As my daughter is away at Uni I am hoping to ride her 14.2 cob type. I will be hacking and doing a bit of flatwork - simple stuff as I am only a basic rider!

How much do you think she can carry? My daughter is 9 stone but I am more than that. I don't want to squash her.

Thank you


----------



## SusannaF (20 September 2011)

How much more? If it's the cob in your siggy, I spent my teens riding at 14.1hh cob type who was very similar and I weighed a couple of stone more than your daughter. He still tanked off with me on a regular basis  And he was in his twenties!


----------



## firstponyMinto (20 September 2011)

I'd say 12st easily, if they're fit & well even a bit more, my old cob of that size used to occasionally carry 14st, although that was just for a short, slow hack!


----------



## calon (20 September 2011)

cobs with ten inch of bone are able to carry in excess of 14 stone and  eight inch of bone upto 14 stone so wouldnt be worrying about nine stone hun


----------



## ischa (20 September 2011)

I think people tend to under estimate ponies and horses 
My mare who Ive just brought carried a weight of 16 stone 
She is a 14.3 Irish cob 





I would say a light/ medium carry up to 11-12 stone 
And heavy weight 14- 16 stone


----------



## poops (20 September 2011)

Thank you for your replies xxxx


----------



## Tickles (20 September 2011)

Well, I certianly wouldn't be putting 16 stone on even a heavy **14.2** cob. I know height doesn't relate the strength but it gives some kind of scaling.

Personally I wouldn't want more than about 11 stone on a full-up pony/small horse cob for hacking and light flatwork.

Your pics aren't visible on the machine so I can't comment on those but as guide one of my fav hacking places (walk, some trot only occasional canter for ~4hrs/day max with one day off/week) puts nothing over 10stone, INCLUDING hat/boots/etc (they have a scales in the yard...), on cobs that size. And they do swap around so all get a break from novices with leaders riding them.

Yours will likely to be able to cope with a bit more given lighter work load but on the other hand is probably slightly less fit with not being in regular work.

Maybe consider a tean/slight adult sharer for while your daughter is at uni?


----------



## BonneMaman (20 September 2011)

Tickles said:



			Well, I certianly wouldn't be putting 16 stone on even a heavy **14.2** cob. I know height doesn't relate the strength but it gives some kind of scaling.

Personally I wouldn't want more than about 11 stone on a full-up pony/small horse cob for hacking and light flatwork.

Your pics aren't visible on the machine so I can't comment on those but as guide one of my fav hacking places (walk, some trot only occasional canter for ~4hrs/day max with one day off/week) puts nothing over 10stone, INCLUDING hat/boots/etc (they have a scales in the yard...), on cobs that size. And they do swap around so all get a break from novices with leaders riding them.
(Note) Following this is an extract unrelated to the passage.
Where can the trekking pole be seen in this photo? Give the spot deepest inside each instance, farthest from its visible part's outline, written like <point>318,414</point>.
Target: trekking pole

Yours will likely to be able to cope with a bit more given lighter work load but on the other hand is probably slightly less fit with not being in regular work.

Maybe consider a tean/slight adult sharer for while your daughter is at uni?
		
Click to expand...

LOL - 11 st!  crikey, I think you might need to do you calculations a bit better.  It really does depend on the quality of the riding (ie. novices tend to be heavier in the seat) but a 14.2 with good bone can easily carry 12 or 13st with absolutely no problem.


----------



## MiJodsR2BlinkinTite (20 September 2011)
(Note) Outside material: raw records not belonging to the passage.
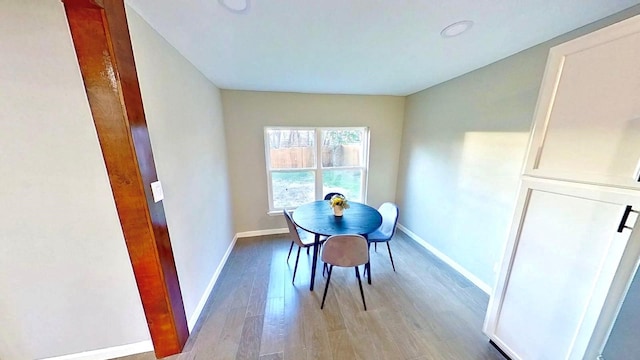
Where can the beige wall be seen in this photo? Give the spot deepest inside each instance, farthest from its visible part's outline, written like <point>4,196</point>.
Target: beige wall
<point>246,113</point>
<point>66,283</point>
<point>462,149</point>
<point>184,115</point>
These gypsy vanner's are strong, tough little types and well up to weight so I wouldn't worry at all.

My 15hh cob has carried 16st hunting in the past and went fresh as a daisy at the end of the day.

These horses were bred to work and do heavy work, so don't need to be treated with kid gloves!


----------



## xTrooperx (20 September 2011)

i will have great interest watching this thread as i was told im to heavy to ride anything (just over 13 stone) so had to buy myslef a heavy horse. though i was sad about the cruel reactions some of us bigger riders get.


----------



## MiCsarah (20 September 2011)

My pony is 14.3 and is a lw cob. When I was fat when I was younger I was 13stone3 and he carried me just fine. Im now 91/2 stone and he feels no different to when I was fat


----------



## PapaFrita (20 September 2011)

Tickles said:



			Personally I wouldn't want more than about 11 stone on a full-up pony/small horse cob for hacking and light flatwork.
		
Click to expand...

A horse can comfortably carry 20% of his/her own (healthy) weight assuming said horse is fit and sound.


----------



## Theresa_F (20 September 2011)

Stinky is 14.3, has 9 3/4" of bone and happily carries 15 stone - I let a friend's hubby ride him and he went along very well.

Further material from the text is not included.